Por sua vez, Henrique Tomé aponta que "os cortes no fornecimento de petróleo da Arábia Saudita e da Rússia continuam a influenciar os preços do petróleo. Ambos os países anunciaram há duas semanas que irão prolongar os cortes na produção e na exportação até ao final do ano, apanhando os mercados desprevenidos, uma vez que era esperado um prolongamento de apenas um mês".
"As mudanças na curva dos futuros do petróleo mostram que o mercado pode estar com falta de oferta no curto prazo e que o mercado físico de petróleo está a ficar mais pressionado. Observando o gráfico abaixo, que traça a curva atual de futuros, bem como as curvas da semana e do mês anterior, podemos ver um forte aumento nos contratos de curto prazo. Esta situação indica que ou a procura a curto prazo é muito forte, ou a oferta a curto prazo é limitada", acrescenta.
Sobre a barreira dos 100 dólares por barril, aponta que as "as expectativas sobre novas subidas em direção à marca dos 100 dólares voltam a aumentar. No entanto, ainda existem alguns fatores de risco que podem comprometer o desempenho do petróleo nos próximos meses. Em primeiro lugar, a atividade económica continua a abrandar e espera-se que a procura por petróleo possa diminuir ao longo do tempo. A situação no mercado chinês também continua a ser uma incógnita, uma vez que os indicadores económicos continuam a dar dados mistos sobre a economia chinesa e continuam a existir evidências de que o país deverá crescer menos do que se esperava inicialmente o que poderá também afetar a procura por petróleo".
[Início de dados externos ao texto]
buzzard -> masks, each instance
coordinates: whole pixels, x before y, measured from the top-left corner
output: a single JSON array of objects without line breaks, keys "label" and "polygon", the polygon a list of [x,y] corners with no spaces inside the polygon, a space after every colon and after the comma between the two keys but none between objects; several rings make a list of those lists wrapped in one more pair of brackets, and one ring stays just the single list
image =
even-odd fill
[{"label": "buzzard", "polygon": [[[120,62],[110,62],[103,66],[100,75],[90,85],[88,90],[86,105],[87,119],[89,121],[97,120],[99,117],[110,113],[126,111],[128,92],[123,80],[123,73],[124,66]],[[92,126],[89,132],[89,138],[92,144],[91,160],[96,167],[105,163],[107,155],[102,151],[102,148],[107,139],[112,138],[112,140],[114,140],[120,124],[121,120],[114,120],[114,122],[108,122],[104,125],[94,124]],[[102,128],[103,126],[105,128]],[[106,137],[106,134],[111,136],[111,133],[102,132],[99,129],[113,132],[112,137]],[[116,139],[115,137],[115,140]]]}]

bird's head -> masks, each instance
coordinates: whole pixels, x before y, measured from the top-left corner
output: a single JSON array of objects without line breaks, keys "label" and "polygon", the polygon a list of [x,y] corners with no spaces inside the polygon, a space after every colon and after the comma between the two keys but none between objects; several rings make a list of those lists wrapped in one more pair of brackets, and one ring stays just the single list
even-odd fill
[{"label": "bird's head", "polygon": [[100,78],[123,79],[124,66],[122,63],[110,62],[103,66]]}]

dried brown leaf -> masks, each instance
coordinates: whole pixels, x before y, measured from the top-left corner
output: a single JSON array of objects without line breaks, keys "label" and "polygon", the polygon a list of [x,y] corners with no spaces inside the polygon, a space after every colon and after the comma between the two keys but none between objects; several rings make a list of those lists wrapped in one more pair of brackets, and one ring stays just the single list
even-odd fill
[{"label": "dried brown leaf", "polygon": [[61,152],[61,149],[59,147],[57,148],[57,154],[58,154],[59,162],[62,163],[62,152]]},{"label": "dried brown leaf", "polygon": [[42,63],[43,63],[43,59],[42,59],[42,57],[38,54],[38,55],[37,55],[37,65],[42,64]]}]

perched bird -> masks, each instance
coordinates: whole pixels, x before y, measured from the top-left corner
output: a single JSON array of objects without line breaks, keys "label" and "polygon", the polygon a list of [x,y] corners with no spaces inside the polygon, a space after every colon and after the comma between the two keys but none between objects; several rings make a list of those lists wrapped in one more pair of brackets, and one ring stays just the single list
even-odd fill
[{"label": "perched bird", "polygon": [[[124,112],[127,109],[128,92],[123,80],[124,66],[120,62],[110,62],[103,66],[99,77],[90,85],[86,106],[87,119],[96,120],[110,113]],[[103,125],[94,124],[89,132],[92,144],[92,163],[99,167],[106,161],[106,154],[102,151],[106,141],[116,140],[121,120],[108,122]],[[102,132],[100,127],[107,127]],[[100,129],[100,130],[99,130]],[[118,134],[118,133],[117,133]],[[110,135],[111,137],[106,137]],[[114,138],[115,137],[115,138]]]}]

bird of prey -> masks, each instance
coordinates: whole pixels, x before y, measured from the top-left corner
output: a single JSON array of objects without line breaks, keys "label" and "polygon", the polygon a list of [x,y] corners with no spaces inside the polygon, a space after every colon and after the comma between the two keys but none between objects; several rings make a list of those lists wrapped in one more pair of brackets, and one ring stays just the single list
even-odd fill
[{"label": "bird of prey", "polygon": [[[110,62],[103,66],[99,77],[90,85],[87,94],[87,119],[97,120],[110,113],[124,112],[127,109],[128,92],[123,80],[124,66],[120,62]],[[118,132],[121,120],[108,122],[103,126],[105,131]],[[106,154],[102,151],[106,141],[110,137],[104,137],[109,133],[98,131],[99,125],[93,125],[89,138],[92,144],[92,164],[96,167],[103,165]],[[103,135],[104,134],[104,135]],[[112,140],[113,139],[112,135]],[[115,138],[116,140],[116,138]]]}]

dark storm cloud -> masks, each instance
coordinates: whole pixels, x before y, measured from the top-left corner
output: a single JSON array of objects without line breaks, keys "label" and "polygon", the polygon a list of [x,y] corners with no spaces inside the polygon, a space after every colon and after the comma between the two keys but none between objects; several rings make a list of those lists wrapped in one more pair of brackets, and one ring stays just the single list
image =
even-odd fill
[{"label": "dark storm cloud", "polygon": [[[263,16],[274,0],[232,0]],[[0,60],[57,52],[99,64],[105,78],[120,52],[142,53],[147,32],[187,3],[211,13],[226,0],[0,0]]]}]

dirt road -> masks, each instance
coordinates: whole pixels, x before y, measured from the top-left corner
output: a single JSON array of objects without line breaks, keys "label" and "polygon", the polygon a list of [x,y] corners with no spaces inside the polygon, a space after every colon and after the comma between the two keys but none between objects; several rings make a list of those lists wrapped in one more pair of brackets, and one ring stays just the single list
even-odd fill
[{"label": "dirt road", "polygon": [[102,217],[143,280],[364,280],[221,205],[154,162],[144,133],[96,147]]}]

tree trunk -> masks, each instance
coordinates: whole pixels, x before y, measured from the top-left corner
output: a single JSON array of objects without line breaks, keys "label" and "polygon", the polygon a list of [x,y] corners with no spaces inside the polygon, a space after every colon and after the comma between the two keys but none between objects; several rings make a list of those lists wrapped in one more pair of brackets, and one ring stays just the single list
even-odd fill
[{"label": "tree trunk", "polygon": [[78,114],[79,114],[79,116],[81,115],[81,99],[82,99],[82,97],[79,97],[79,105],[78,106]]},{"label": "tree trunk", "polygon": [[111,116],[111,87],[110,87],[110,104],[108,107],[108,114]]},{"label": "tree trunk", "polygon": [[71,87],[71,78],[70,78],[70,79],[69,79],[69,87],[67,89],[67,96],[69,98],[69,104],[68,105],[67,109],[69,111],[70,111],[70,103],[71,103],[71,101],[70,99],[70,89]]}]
"A juntar a tudo isto, não nos devemos esquecer que os EUA poderão voltar a intervir através da libertação temporária das reservas estratégicas de petróleo como o fizeram anteriormente o que levaria a quedas nos preços, pelo menos a curto prazo", remata o analista da XTB.
Por sua vez, a UBS espera que o Brent "negoceie nos 90-100 dólares por barril nos próximos meses, com uma meta de 95 dólares por barril no final do ano", segundo o analista Giovanni Staunovo.